El sábado tenía varios alicientes claros: volver a disfrutar de Lori Meyers (que en directo mejoran espectacularmente la experiencia de escuchar sus discos) y ver por primera vez a Tame Impala. Los granadinos no defraudaron en absoluto, tuvieron el escenario Maravillas a su disposición e hicieron buen uso del mismo con un despliegue y un saber estar que transmitía estupendas vibraciones. Como bien dijo Noni, son un grupo de primera. Antes, los australianos de Tame Impala nos dejaron boquiabiertos nada más aparecer…no podía ser que esos cuatro niñatos imberbes fuesen los responsables de ese discazo que es «InnerSpeaker«. Calculo que si rondan la veintena será de milagro. Se les notó verdecillos, pero aún así defendieron fenomenalmente las psicodélicas y envolventes canciones que les caracterizan, dejando al personal más que satisfecho.

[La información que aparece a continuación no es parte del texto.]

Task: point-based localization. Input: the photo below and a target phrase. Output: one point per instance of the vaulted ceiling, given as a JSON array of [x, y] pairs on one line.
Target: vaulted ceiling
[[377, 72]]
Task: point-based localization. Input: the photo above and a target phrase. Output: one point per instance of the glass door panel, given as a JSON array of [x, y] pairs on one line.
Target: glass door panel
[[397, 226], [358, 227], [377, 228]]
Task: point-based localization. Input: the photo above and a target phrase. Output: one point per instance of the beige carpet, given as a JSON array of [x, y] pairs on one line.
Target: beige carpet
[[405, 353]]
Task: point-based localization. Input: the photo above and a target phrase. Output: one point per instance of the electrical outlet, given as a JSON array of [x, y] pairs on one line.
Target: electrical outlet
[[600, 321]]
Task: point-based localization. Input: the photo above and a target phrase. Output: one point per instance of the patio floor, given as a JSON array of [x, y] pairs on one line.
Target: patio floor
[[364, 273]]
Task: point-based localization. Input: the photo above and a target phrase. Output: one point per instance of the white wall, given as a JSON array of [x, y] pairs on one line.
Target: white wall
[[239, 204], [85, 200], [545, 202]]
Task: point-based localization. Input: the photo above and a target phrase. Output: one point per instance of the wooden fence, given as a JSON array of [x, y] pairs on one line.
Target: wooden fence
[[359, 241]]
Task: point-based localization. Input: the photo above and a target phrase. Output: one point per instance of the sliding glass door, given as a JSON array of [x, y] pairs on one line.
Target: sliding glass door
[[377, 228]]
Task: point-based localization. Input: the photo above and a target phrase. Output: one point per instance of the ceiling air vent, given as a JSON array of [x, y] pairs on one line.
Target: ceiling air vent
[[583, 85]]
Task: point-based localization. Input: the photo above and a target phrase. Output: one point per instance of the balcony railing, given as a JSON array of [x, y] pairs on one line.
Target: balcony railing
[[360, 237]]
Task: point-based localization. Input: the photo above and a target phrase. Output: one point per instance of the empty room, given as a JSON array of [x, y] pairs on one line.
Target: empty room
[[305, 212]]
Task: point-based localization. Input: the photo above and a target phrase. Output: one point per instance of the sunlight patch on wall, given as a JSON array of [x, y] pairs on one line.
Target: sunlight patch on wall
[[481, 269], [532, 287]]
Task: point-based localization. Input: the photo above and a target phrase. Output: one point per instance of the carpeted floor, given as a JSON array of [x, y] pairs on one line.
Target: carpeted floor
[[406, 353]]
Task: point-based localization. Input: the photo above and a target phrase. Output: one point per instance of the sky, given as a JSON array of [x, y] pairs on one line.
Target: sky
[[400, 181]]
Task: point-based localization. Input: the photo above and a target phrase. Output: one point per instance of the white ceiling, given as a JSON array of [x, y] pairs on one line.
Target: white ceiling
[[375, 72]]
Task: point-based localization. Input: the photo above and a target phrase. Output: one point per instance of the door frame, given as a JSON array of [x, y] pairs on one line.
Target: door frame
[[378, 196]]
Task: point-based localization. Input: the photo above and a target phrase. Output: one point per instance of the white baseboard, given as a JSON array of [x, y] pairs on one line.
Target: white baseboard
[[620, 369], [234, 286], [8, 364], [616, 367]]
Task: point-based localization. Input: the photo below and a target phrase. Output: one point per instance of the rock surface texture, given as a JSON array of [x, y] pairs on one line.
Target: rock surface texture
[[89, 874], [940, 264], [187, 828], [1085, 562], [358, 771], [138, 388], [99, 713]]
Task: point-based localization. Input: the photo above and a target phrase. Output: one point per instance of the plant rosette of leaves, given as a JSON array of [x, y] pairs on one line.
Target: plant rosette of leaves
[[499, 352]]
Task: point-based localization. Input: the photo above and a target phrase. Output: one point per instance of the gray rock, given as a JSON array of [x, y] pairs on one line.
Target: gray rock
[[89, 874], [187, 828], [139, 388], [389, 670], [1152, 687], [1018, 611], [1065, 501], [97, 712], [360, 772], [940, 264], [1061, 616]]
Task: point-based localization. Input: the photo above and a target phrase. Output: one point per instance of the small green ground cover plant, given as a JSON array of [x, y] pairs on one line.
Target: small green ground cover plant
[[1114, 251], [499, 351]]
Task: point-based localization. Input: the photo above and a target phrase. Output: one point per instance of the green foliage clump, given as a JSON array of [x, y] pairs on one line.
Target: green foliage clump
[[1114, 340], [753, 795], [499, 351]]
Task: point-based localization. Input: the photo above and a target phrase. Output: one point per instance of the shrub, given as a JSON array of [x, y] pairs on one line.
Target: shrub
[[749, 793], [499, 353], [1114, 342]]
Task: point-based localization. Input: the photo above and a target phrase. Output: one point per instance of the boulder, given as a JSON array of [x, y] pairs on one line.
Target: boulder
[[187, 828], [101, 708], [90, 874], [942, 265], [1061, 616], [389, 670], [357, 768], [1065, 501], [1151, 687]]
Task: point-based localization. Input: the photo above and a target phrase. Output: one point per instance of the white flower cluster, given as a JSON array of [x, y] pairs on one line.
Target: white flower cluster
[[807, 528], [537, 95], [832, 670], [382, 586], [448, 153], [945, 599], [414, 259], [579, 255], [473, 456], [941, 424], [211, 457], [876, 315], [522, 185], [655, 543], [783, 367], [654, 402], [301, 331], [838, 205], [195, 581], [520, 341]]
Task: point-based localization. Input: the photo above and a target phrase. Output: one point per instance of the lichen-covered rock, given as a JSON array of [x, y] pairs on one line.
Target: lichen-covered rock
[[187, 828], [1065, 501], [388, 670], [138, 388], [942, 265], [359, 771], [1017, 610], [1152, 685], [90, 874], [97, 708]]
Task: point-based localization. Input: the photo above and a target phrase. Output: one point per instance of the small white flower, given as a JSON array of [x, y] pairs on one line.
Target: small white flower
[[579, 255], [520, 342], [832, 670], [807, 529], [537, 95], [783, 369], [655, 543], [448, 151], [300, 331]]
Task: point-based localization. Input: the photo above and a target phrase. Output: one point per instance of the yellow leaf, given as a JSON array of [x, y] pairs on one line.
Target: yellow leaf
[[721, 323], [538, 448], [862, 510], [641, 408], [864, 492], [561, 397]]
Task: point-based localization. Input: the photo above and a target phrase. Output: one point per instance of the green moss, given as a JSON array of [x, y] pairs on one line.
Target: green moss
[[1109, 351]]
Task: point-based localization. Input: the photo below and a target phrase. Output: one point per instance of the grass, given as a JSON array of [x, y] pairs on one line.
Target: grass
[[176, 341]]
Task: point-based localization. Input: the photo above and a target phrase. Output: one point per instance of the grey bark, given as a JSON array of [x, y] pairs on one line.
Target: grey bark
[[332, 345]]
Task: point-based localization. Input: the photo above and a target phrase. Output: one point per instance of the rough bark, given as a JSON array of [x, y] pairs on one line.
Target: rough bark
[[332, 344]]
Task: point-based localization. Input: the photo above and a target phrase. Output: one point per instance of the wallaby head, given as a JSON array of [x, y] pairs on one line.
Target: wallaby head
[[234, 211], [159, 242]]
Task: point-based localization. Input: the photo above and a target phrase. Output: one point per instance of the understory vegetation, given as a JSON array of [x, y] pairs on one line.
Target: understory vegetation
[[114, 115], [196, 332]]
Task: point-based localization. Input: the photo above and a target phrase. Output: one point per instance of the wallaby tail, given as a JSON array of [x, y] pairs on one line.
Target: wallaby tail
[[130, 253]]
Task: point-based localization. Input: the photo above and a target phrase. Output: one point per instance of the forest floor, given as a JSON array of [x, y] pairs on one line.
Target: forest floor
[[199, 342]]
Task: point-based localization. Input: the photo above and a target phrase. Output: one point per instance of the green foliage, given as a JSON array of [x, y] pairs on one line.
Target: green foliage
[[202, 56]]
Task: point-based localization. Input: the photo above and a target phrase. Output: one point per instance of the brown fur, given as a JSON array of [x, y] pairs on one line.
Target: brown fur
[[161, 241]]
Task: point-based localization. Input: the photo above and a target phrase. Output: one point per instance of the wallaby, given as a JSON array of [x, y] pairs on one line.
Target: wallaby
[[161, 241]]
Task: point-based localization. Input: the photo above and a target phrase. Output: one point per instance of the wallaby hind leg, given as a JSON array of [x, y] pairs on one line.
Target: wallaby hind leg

Arctic Monkeys nunca me han llamado la atención. Tenía la impresión de que eran unos aporreaguitarras y, a juzgar por el ratito que les vi, no me equivocaba mucho. Vale que son capaces de hacer canciones que no dejan indiferente como «I Bet You Look Good On the Dance Floor«, pero su bagaje es bastante insuficiente para ser tan renombrados y se me antoja que están muy sobrevalorados. Así que preferí ir a ver a Beirut, que al menos tienen una propuesta más original. Agradables, emocionantes a veces, pelín repetitivos desde el punto de vista melódico y armónico, boicoteados por el mayor volumen de los otros escenarios que solapaban un poco su propuesta, menos dotada de decibelios. Era una lucha en inferioridad de condiciones, hasta el punto que suscitó las quejas del propio cantante del grupo, que lamentó el volumen tan alto que llegaba a su escenario desde las otras zonas del recinto. Vimos un ratito a los Arctic Monkeys por cumplir el expediente y poder reafirmarnos en nuestros prejuicios: no me dicen nada. En resumen, quizás fue el día más flojo del festival en general, pero sirvió de tregua perfecta para coger energías de cara al plato fuerte que nos tenía reservado el último día.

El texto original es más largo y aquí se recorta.